The imaged mice were of NOD/SCID strain, with dimensions 10 × 5 × 3 and an average weight of 25 g. All mice were anaesthetized prior to imaging with intraperitoneal injection of 150 μl of Avertin Tribromoethanol as previously described36,37,38. After allowing a time period of 8 minutes for mice to be fully anesthetized they were placed in prone position in a dedicated non-magnetic box. The MRI protocol for imaging mice included fast spin-echo T1, fast spin-echo PD, SPGR, as well as gradient-echo. For the assessment of contrast-to-noise ratio efficiency of each magnetic nanoparticle, T1 MRI measurements were considered, with the following parameters’ values: TE = 14.2 ms, TR = 780 ms, slice thickness = 3 mm, slice gap = 0.3 mm, FOV = 8 × 8 cm, matrix = 256 × 192, plane: axial, number-of-excitations = 3. The total scan time for mice was 15 minutes.

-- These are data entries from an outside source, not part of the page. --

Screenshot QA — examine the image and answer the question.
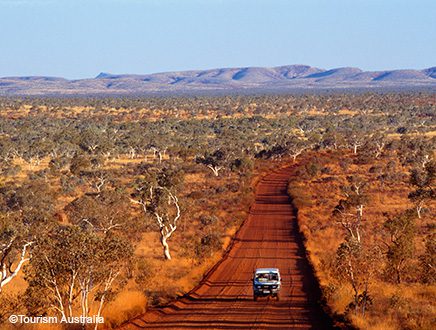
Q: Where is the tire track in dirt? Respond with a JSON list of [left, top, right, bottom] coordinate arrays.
[[122, 167, 332, 329]]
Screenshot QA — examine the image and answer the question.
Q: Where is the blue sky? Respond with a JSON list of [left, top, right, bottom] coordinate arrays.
[[0, 0, 436, 78]]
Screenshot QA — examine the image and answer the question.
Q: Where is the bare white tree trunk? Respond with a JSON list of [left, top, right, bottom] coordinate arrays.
[[0, 237, 33, 292]]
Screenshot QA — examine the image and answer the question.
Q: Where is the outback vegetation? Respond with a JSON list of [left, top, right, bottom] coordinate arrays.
[[0, 93, 436, 329]]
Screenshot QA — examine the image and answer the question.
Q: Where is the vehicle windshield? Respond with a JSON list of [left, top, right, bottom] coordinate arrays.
[[255, 273, 279, 282]]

Mice were initially scanned without any contrasting agent, and upon completion of the scan mice were injected intravenously (through the tail vein) with 0.2 mL/Kgr Dotarem and rescanned at the exact position. Within three days, mice were injected with MAG-ARA NPs and scanned again. MRI image analysis was performed with the Evorad software. Signal-to-noise ratio (SNR) was calculated with the formula: SNR = 0.655*(ROItumor/averageROIbackground); ROI: region of interest, contrast-to-noise ratio (CNR) for Dotarem and MAG-ARA was calculated by subtracting SNR before and after administration of contrasting agent: CNR = SNRpre − SNRpost.